Ali Bongo a encore fait quoi? Malgré ses « Je suis Charlie » la France a arrêté son Directeur de Cabinet

Maixent Accrombessi, directeur de cabinet du président gabonais Ali Bongo Ondimba, a été placé ce lundi en garde à vue dans les locaux de la police judiciaire à Paris pour y être entendu sur des faits présumés de corruption d’agent public étranger et de blanchiment  rapporte RFI. L’affaire sur laquelle il est entendu par la police judiciaire française débute en 2007 lorsque Tracfin, la cellule du ministère français des Finances chargée de la lutte contre la corruption, émet un signalement sur un contrat de marché public passé en 2006 entre l’Etat du Gabon et une société française, Track. L’entreprise basée en région parisienne est spécialisée dans la fabrication des uniformes militaires. Le contrat porte sur plus de 7 millions d’euros.

Il est curieux de constater que c’est à l’occasion de son séjour à Paris qu’on lui notifie la décision de garde à vue.
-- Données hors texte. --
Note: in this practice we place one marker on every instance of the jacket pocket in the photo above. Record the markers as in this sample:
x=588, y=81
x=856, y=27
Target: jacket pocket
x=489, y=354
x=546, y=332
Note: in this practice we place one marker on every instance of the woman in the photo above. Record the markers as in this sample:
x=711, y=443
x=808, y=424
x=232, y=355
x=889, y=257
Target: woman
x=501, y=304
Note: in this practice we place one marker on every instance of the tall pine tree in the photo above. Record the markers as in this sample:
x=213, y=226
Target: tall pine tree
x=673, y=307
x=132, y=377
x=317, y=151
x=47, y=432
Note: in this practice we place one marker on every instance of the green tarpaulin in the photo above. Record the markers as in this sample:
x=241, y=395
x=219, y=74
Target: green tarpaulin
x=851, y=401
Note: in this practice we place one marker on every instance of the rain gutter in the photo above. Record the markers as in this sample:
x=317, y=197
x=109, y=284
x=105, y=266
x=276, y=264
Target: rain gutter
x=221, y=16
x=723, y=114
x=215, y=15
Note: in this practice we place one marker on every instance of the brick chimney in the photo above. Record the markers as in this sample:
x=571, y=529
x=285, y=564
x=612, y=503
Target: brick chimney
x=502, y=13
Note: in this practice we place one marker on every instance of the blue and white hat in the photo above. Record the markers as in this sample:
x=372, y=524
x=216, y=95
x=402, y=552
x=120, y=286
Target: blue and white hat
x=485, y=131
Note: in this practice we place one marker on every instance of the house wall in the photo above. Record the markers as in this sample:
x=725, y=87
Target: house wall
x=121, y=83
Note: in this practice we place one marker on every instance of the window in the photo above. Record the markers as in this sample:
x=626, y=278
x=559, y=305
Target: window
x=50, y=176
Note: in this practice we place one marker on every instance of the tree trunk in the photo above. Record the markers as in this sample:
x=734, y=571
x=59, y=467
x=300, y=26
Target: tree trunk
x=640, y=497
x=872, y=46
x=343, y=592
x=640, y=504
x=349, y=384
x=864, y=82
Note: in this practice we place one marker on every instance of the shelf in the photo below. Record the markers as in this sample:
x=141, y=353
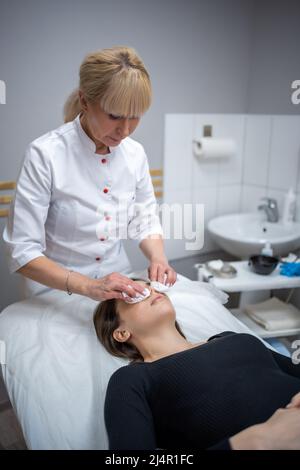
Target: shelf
x=247, y=280
x=259, y=330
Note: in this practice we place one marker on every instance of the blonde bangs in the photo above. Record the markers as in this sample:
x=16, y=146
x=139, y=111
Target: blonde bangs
x=128, y=94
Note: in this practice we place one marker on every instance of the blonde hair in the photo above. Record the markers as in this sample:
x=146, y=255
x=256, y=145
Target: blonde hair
x=117, y=78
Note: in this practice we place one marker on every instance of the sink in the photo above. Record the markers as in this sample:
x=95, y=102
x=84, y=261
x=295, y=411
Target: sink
x=245, y=234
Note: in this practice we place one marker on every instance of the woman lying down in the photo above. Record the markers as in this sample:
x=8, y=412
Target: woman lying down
x=175, y=394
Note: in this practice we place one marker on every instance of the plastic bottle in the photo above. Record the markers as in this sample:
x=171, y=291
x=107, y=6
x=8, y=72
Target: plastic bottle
x=267, y=250
x=289, y=207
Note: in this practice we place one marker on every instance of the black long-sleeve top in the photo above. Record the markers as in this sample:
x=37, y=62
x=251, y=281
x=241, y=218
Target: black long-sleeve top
x=200, y=397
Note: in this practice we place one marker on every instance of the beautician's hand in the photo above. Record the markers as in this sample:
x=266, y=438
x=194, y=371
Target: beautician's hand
x=160, y=270
x=280, y=432
x=112, y=286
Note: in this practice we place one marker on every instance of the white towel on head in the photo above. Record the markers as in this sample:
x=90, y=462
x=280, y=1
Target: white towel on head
x=273, y=314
Ce qui est encore plus curieux, c’est le fait de savoir qu’il s’agit d’une affaire qui a débuté en 2007 et on est donc naturellement en droit de se demander qu’est ce qui justifie l’opportunité et l’urgence  des poursuites en 2015? Il s’agit quand même du directeur de Cabinet d’un chef d’Etat! C’est vrai que les sociétés civiles africaines considèrent que les chefs d’États africains sont des sous préfets de la métropole et de ce point de vue sont comme de simples fonctionnaires de l’Etat français;

Mais on se serait attendu que pour la forme, la France demande à Bongo de prendre les dispositions pour écarter cette personnalité de sa vie publique avant toute interpellation si jamais les soupçons qui pèsent sur lui sont graves, vue qu’en principe depuis 7ans on devrait déjà avoir tous les éléments de poursuite. A moins qu’il s’agit de donner un « avertissement  » à son patron sur des « intérêts de la métropole » en souffrance!

Quand on fait une rétrospection dans l’actualité « Gabon-France », on doit quand même reconnaître que cette dernière année, ça n’a jamais été un long fleuve tranquille.

On en veut pour preuve le documentaire français sur la défaite de Bongo aux élections présidentielles, le livre de Pean qui dénie à Bongo la nationalité Gabonaise et l’empressement de Bongo à aller parader en France pour dire « je suis charlie » comme s’il voulait rassurer sur le fait qu’il ne change pas de cap.

On se rappelle encore les engagements de Ali Bongo en début de mandat où il annonçait une vague de mesures visant à industrialiser le Gabon et on se demande s’il n’a pas une fois de plus sacrifié le développement de son pays à l’autel de la sauvegarde du bien être de sa fratrie.

Au delà de cette actualité qui est comme un « remake » tellement  le mode opératoire des pays de l’Ouest est connu: « attendre les officiels africains lors d’un séjour en Europe pour les arrêter pour diverses raisons » définies par leurs institutions,  on se demande si les pays africains vont s’affranchir de ces « épées de Damoclès »–« instruments de clientélisme d’Etats » qui pèsent sur eux en dénonçant officiellement pareilles façons de faire qui ne sont pas conforme aux usages diplomatiques.